Scholars had various interpretations of the song's lyrics and composition. In their book The Disney Song Encyclopedia, Thomas S. Hischak and Mark A. Robinson described the composition as a "stream-of-consciousness number alternat[ing] between buffoonish comedy and cold-blooded evil". Alfredo Michel Modenessi wrote, in his article "Disney's 'War Efforts': The Lion King and Education for Death; or Shakespeare Made Easy for Your Apocalyptic Convenience" that the song drew close parallels between Scar and a Shakespearean character, and further develops his relationship with the hyenas following his assumption of power. Modenessi identified "The Madness of King Scar" as taking on qualities of a tango. Connecting Scar's behaviour with the Argentine tango, Modenessi described his attempts to approach Nala as occurring to "the beat of that stereotyped 'music of seduction'".

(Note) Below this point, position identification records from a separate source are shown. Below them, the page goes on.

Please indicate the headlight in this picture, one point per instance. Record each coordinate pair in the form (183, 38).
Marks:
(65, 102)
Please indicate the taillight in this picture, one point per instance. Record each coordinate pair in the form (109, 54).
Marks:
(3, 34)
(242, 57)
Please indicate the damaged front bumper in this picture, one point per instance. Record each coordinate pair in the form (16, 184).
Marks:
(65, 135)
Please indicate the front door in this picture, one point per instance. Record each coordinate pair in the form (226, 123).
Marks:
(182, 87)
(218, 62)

== Reception and impact ==
"The Madness of King Scar" received primarily positive reviews from music critics. Ben Hewis of WhatsOnStage.com included the song in his list of his top five favourite show tunes, writing that it "shin[ed] a humanising light on the thought process of Scar is brilliantly effective storytelling". Hewis found the middle verse of the track to be an interesting exploration of Scar in particular, and was disappointed by its removal from current productions of the musical.

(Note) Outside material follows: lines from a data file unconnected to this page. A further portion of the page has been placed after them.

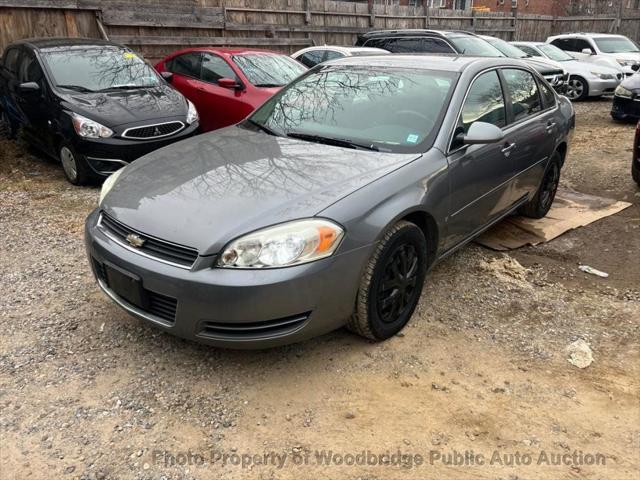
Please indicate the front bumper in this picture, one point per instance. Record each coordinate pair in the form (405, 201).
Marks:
(625, 108)
(233, 308)
(598, 87)
(106, 155)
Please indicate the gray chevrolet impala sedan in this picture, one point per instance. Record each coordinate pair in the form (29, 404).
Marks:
(329, 204)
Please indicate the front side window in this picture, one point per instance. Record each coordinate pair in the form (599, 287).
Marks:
(187, 64)
(383, 108)
(484, 103)
(266, 70)
(523, 90)
(99, 68)
(616, 45)
(214, 68)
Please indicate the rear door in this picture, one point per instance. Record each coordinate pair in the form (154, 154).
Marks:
(530, 108)
(480, 176)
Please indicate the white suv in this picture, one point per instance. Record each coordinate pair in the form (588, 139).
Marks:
(600, 48)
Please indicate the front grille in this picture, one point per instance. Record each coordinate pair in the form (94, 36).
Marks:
(270, 328)
(153, 247)
(154, 131)
(156, 304)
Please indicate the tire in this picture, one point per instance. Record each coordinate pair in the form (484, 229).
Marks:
(75, 166)
(385, 304)
(577, 88)
(540, 204)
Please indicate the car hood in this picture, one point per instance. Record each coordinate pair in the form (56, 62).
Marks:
(208, 190)
(121, 107)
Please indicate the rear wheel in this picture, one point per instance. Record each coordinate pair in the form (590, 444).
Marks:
(75, 166)
(392, 283)
(577, 88)
(540, 204)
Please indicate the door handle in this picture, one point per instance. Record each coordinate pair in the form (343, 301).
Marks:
(508, 148)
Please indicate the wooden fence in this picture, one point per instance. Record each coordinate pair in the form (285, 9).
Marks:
(157, 27)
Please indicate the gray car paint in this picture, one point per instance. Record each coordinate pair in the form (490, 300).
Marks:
(207, 190)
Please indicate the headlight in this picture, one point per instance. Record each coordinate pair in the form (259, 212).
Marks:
(192, 113)
(87, 128)
(603, 76)
(291, 243)
(108, 184)
(623, 92)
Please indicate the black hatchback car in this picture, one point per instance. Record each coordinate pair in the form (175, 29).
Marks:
(92, 104)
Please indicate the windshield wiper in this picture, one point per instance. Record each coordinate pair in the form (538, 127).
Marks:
(338, 142)
(262, 127)
(77, 88)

Featuring it as an example of why Scar was one of the "15 most terrifying musical theater villains", Backstage's KC Wright described it as a "snarling signature song". Megan Green of Australian Stage wrote that "The Madness of King Scar" was an example of one of the "new, and equally memorable, songs" created for the musicals. James MacKillop of The Syracuse New Times described "The Madness of King Scar" and "Be Prepared" as the show's standouts.

Some commentators had more mixed to negative responses to the song. Brandon Jones of The Global Dispatch criticised "The Madness of King Scar" and "Chow Down" as "a bit too tedious", and felt that the beginning of the second act was too long. Heather Violanti was critical of the song's content, writing that its "disgusting jokes about intestinal worms may drive you mad yourself", and negatively compared it to the Lebo M-written "One by One".

=== Fan-made animation ===

In 2014, animator Eduardo Quintana released an original sequence using a portion of Vickery's version of "The Madness of King Scar". Created as a "tribute" to the musical and the 20th anniversary of the animated film, Quintana had spent roughly two years completing the animation for the video. Focused on the dialogue between Scar and Nala, the scene begins with Scar chewing on a bone before progressing to his sexual propositions to Nala. Released on Quintana's official YouTube account, the video reached over two and a half million views as of 23 November 2016.

Critical response to the video has been positive. Mikey McCollor praised the animation, writing that he had initially believed it was done by Walt Disney Animation Studios animators. Van der Will wrote that Quintana's animation was "seriously out of this world!" Christophe Foltzer of the website Ecranlarge.com also praised Quintana, emphasising the amount of animation that he did as the video's sole animator. Foltzer wrote that he wanted to see further work from Quintana.